Diffusion Module (Diffusion/)

  • diffuser.py β€” DeformDDPM: forward/reverse diffusion over deformation vector fields (DVFs). Generates multi-scale DDFs via control points at ratios [4, 8, 16, 32, 64]. Key methods: diffuse(), recover().
  • networks.py β€” Network architectures selected by get_net(net_name):
    • recresacnet β€” Atrous convolution UNet (2D CMR)
    • recmutattnnet β€” Multi-head attention network (main 3D, channels [1,16,32,64,128,256])
    • recmutattnnet_contrastive β€” Outputs 1024-dim image embeddings for contrastive training
    • defrecmutattnnet β€” Deformable variant
  • networks.py: STN β€” Spatial Transformer Network for differentiable image warping via DDFs. Composes deformations: comp_ddf = dvf + stn(ddf, dvf).
  • losses.py β€” Grad (L1 + negative Jacobian determinant + range penalties), LNCC (local normalized cross-correlation), LMSE (labeled MSE), NCC, MRSE.

Training Modes

Script Purpose DataLoader Key Loss
OM_train.py Single diffusion OminiDataset_v1 Grad + MRSE + NCC
OM_train_2modes.py Diffusion + registration OMDataset_indiv + OMDataset_pair Above + LNCC + LMSE
OM_train_3modes.py Extended dual-mode Same as 2modes Different loss weights
OM_contrastive.py Text-image alignment OMDataset_indiv Cosine similarity
OM_reg.py Registration only Paired data Registration losses
OM_train_uncon.py Unconditional generation Generic Standard

All DDP-enabled training scripts use NCCL backend on localhost:12355.

DataLoader (Dataloader/)

  • dataLoader.py β€” All dataset classes. Data comes from JSON mapping files in nifty_mappings/ that map NIfTI file paths to metadata (Modality, ROI, Size, Spacing_mm, BERT embeddings).
    • OMDataset_indiv β†’ returns [volume, embd] (shape: [1,sz,sz,sz], [1024])
    • OMDataset_pair β†’ returns [volume_A, volume_B, embd_A, embd_B]
    • DummyOMDataset_indiv / DummyOMDataset_pair β†’ random tensors for XPU testing without data
  • dataloader_utils.py β€” get_sizeRange_dict() for ROI-based filtering, image thresholding, DICOM reading.
  • bert_helper.py / embding_gen.py β€” BERT text embedding generation.
  • Filtering chain: min dimension β†’ modality β†’ ROI β†’ label presence.

Config (Config/)

YAML files with keys: data_name, net_name, ndims (2 or 3), img_size, batchsize, timesteps (default 80), v_scale, lr, epoch, noise_scale, condition_type ('uncon', 'adding', 'project', etc.), augmentation params (start_noise_step, noise_step, aug_coe).
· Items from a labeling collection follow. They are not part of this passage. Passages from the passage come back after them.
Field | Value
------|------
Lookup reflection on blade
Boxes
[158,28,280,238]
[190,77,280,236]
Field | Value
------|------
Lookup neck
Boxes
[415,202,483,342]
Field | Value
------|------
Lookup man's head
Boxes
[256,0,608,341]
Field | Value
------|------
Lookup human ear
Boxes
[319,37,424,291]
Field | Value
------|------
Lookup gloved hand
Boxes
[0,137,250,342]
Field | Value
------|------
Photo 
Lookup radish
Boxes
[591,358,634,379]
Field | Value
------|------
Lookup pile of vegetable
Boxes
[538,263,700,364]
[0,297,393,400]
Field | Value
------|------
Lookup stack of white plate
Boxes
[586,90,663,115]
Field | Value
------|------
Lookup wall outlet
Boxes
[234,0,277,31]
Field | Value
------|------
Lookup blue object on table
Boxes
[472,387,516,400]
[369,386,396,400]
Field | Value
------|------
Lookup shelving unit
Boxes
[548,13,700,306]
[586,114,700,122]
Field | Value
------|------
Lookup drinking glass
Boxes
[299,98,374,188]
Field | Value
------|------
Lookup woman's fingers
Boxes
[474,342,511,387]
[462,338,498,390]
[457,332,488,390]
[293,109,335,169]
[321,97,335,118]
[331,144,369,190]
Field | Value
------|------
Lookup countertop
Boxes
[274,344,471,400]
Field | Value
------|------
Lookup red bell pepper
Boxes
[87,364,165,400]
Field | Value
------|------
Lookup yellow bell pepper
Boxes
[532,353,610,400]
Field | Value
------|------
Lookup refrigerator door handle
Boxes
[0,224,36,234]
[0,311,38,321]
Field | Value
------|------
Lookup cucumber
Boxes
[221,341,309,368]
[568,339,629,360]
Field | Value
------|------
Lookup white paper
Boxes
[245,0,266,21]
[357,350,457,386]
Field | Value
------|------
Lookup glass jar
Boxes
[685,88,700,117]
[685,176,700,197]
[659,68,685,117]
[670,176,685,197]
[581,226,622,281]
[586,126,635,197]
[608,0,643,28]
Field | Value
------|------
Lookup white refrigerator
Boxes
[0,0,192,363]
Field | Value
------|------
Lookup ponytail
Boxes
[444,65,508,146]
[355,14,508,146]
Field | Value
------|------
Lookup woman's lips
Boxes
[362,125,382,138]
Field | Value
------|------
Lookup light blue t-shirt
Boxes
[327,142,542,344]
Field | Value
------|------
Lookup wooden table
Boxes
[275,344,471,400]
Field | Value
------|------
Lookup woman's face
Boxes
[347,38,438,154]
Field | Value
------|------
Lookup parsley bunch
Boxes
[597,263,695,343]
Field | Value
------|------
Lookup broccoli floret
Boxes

Augmentation (OM_aug.py, OM_aug_highres.py)

Loads a trained checkpoint and generates augmented samples. Controlled by start_noise_step (higher = less deformation), aug_coe (samples per input, typically 32-64). Outputs saved to Data/Aug_data/{dataset}/img|msk|ddf/.

Key Conventions

  • Models saved as {epoch:06d}_{data_name}_{net_name}.pth containing model_state_dict, optimizer_state_dict, epoch.
  • CT images clamped to [-400, 400] HU before normalization.
  • SimpleITK axis order is reversed from NumPy (reverse_axis_order()).
  • Mapping JSON files in nifty_mappings/ are Git LFS tracked (large files).
  • utils.py provides get_transformer() for random affine augmentations and get_random_deformed_mask() for blind masks.

Dependencies

PyTorch 1.12+ with CUDA, SimpleITK, nibabel, scikit-image, einops, pydicom, transformers (HuggingFace), swanlab (optional, for experiment tracking). See requirements.txt.